# Mounting B. cucullata



## The Orchid Boy (Apr 30, 2014)

I'm going to mount my B. cucullata seedling from Ray but it currently doesn't have new root growth but has new leaves coming. Should I mount it now or wait? If it was larger I'd mount it now but I'm more cautious with seedlings. And should I mount it upside down, right side up or sticking out? I know it'll eventually flop down. 
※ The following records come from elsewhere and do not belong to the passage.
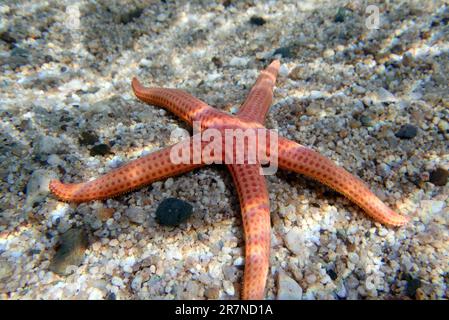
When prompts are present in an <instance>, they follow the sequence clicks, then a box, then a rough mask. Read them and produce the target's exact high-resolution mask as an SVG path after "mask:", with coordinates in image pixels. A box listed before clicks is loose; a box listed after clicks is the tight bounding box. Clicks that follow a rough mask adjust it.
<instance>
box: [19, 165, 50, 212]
mask: <svg viewBox="0 0 449 320" xmlns="http://www.w3.org/2000/svg"><path fill="white" fill-rule="evenodd" d="M56 178H57V176H56V174H55V173H54V172H52V171H48V170H44V169H38V170H35V171H33V173H32V174H31V177H30V180H29V181H28V183H27V187H26V195H27V199H26V203H27V206H31V205H33V203H34V202H37V201H41V200H42V199H43V198H44V197H45V196H46V195H47V194H48V193H49V192H50V189H49V188H48V185H49V183H50V180H53V179H56Z"/></svg>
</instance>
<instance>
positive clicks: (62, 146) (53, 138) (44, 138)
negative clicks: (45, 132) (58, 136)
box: [34, 136, 64, 155]
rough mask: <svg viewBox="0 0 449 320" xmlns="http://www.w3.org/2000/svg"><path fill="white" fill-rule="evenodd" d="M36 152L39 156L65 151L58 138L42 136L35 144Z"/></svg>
mask: <svg viewBox="0 0 449 320" xmlns="http://www.w3.org/2000/svg"><path fill="white" fill-rule="evenodd" d="M34 151H35V153H36V154H39V155H50V154H57V153H61V152H63V151H64V145H63V143H62V141H61V140H59V139H58V138H56V137H50V136H41V137H39V138H38V140H37V142H36V144H35V147H34Z"/></svg>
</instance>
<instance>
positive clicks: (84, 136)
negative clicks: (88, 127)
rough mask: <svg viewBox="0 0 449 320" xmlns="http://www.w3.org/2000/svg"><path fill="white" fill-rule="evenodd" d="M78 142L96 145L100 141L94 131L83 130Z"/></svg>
mask: <svg viewBox="0 0 449 320" xmlns="http://www.w3.org/2000/svg"><path fill="white" fill-rule="evenodd" d="M78 142H79V143H80V144H81V145H83V146H88V145H94V144H95V143H97V142H98V136H97V135H96V134H95V132H93V131H84V132H81V135H80V137H79V138H78Z"/></svg>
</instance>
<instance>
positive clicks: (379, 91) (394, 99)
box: [377, 88, 397, 102]
mask: <svg viewBox="0 0 449 320" xmlns="http://www.w3.org/2000/svg"><path fill="white" fill-rule="evenodd" d="M377 100H378V101H379V102H395V101H397V99H396V97H395V96H394V94H392V93H391V92H390V91H388V90H387V89H384V88H380V89H379V90H378V91H377Z"/></svg>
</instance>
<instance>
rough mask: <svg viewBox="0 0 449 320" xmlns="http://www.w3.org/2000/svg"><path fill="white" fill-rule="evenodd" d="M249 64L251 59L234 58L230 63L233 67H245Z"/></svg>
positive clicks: (247, 58)
mask: <svg viewBox="0 0 449 320" xmlns="http://www.w3.org/2000/svg"><path fill="white" fill-rule="evenodd" d="M248 63H249V58H241V57H233V58H232V59H231V61H229V65H230V66H232V67H245V66H246V65H247V64H248Z"/></svg>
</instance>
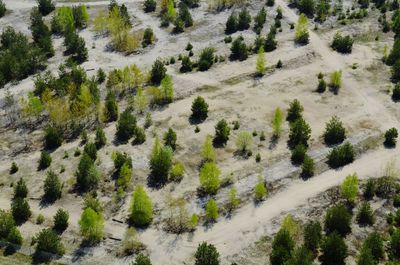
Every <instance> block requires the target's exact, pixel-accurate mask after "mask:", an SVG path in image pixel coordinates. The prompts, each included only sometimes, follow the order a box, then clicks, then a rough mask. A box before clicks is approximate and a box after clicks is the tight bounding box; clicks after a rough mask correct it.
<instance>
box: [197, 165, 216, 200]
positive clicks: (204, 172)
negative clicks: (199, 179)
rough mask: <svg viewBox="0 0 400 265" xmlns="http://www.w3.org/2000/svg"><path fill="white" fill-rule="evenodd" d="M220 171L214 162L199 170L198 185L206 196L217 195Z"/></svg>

And thanks Ray! It is a really nice seedling, lots of leaves. This is my favorite cattleya alliance species, I really love it.


----------



## abax (Apr 30, 2014)

Generally, I give new plants a little time to settle in before I mount, but
that's just the way I do it. Ray may have other ideas.


----------



## gnathaniel (Apr 30, 2014)

Nice acquisition, this is a fantastic species! If it has new growth then roots will follow soon after, so this is an ideal time to mount it. Try to place the new growths closest to the mount so their roots find it quickly. Probably doesn't matter much, but the only plants I mount oriented differently than they're potted are those that grow pendant anyway, and sometimes things like Phals where crown rot is a concern. You could also try a horizontal 'raft'-style mount and let the plant pick the direction it wants to grow.


----------



## goldenrose (Apr 30, 2014)

I have a large one that I got from SlipperKing via the auction, it's on cork.
I have a 2nd one, a mini, that is mounted on a cedar stick, if that helps.


----------



## littlefrog (Apr 30, 2014)

I've always mounted mine 'upside down'. Not sure if that helps. usually the plants figure out their growth habit on their own.


----------



## Ray (May 1, 2014)

Like Rob, I hang them downward, and if you're going to mount them, go ahead and do so right away. The plant will sense it's change of surroundings, and if given proper culture, will start sending out new roots to accommodate that shortly.

A shot of KelpMax can help that.


----------